The Dalai Lama recommends a radical new approach: a religionless religion, if you will, stripped of myth, superstition, and narrow dogmatism, and focused on the practical work of transforming human behavior. He wants to incorporate the insights of the hard sciences as well as psychology, philosophy, and sociology into a broad-based new discipline to address our current moral crisis.

But can religion be rationalized into a pure system of ethics without losing its (historically) persuasive power?

Some have pointed to Buddhism itself as an example of just such a system. Western practitioners like to think of Buddhism as a methodology for self-cultivation rather than as a religion per se.
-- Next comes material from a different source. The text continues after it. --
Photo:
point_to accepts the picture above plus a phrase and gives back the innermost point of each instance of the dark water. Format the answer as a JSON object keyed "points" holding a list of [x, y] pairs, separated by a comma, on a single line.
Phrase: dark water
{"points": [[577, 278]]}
But Tibetan Buddhism, with its pantheon of deities and arcane practices, certainly looks familiarly religious to those of us brought up on Western religious myths and symbols.

I suspect that His Holiness would agree that these religious elements are not a bad thing. Because religion, for all its faults, seems to have an unrivaled capacity to move us, and to motivate us.

Perhaps that has something to do with stories—we want to know how our private stories fit into the greater cosmic narrative. The Dalai Lama seems to be saying that religion needs to work harder to bridge the gap between the story that it tells and our actions in the world. It is not enough to provide believers with a comforting world view; religion should give people tools to act upon the sacred ideals that it preaches.

The way to accomplish this, according to the Dalai Lama, is spiritual practice. “We are now in the twenty-first century,” writes Tibet’s leading monk.
“The world is also facing a lot of new problems, most of which are man-made. The root cause of these man made problems is the inability of human being to control their agitated minds. How to control such a state of mind is taught by the various religions of this world.” 
The Dalai Lama advocates prayer and meditation as an antidote to the mind’s capacity for mischief. But he insists that we need not limit ourselves to traditional spiritual techniques. He has written a book on the convergence of views between Buddhism and science and he helped to organize conferences where religious thinkers meet with scientists to explore their common ground. This is because, in his view, science can help religion to fine tune its own methods. (Neurology has already gone a long way toward validating the reality of spiritual states by documenting, for example, similar changes in regions of the cerebral cortex in Cistercian monks during prayer as it has shown in Buddhist monks during meditation.)

The Dalai Lama believes that the fundamental ethical discoveries of religion are scientifically verifiable. When we actually live religiously—and don’t just profess a set of beliefs—we become more forgiving, peaceful, tolerant, attentive and inspired. This in turn leads to profound psychological and physiological changes which can be studied—and even measured.

It is time, the Dalai Lama says, to take the discoveries of spirituality out of the monasteries and into the world. While mindfulness meditation has been introduced into schools, hospitals, and even corporate boardrooms as a technique to lower stress, improve concentration, and help resolve conflicts, Tibet’s religious leader is acutely aware that none of this is enough. “It is all too evident that our moral thinking simply has not been able to keep pace with such rapid progress in our acquisition of knowledge and power,” the Dalai Lama told a group of scientists in 2005.

The bottom line is that taming the mind creates more peaceful and contented human beings. This is the crux of the Dalai Lama’s message—because, as his urgency suggests, we are running out of time to get it right.